Иоганн восстановил в памяти этот рассказ Барышева и, вглядываясь в лицо Франца, с радостью узнавал знакомые ему по фотографии черты. Фотография была сделана давно, и Франц выглядел на ней значительно моложе.
В этот же день Вайс подвергся медицинскому обследованию. Но врача, по-видимому, меньше всего интересовало его здоровье.
Предложив Иоганну раздеться, врач подошел к нему и начал диктовать своему помощнику-стенографу анатомические сведения с такой подробностью, будто производилась опись каких-то вещей.

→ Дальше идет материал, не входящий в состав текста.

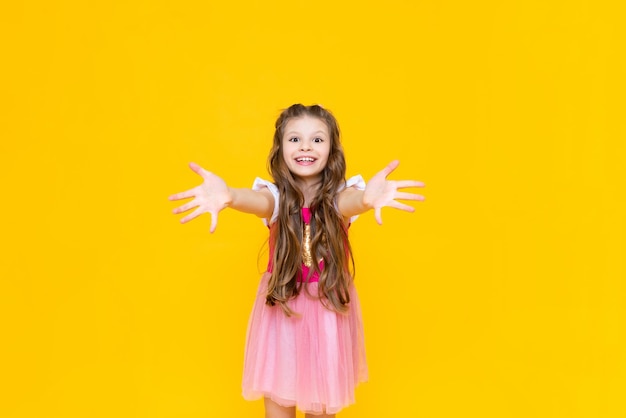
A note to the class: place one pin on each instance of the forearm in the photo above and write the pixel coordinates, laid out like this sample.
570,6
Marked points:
259,203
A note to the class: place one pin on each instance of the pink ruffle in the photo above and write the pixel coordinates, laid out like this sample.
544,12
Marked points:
313,361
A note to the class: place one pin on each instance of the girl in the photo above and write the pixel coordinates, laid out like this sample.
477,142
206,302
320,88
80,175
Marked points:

От первого врача Вайс перешел ко второму. На этот раз обследование заняло значительно больше времени и причинило немало беспокойства. Происходило оно в подвале, превращенном в бомбоубежище. Усадив Вайса, этот врач прежде всего предложил ему прочесть страницу машинописного текста, содержавшего множество цифр и названий, а сам встал за его спиной. Не успел Вайс дочитать до конца, как врач внезапно выстрелил у него над головой из пистолета и одновременно вышиб из-под него стул. И потребовал, чтобы Вайс тут же повторил все, что прочел. Внимательно подсчитав удары пульса на руке пациента, врач изумился.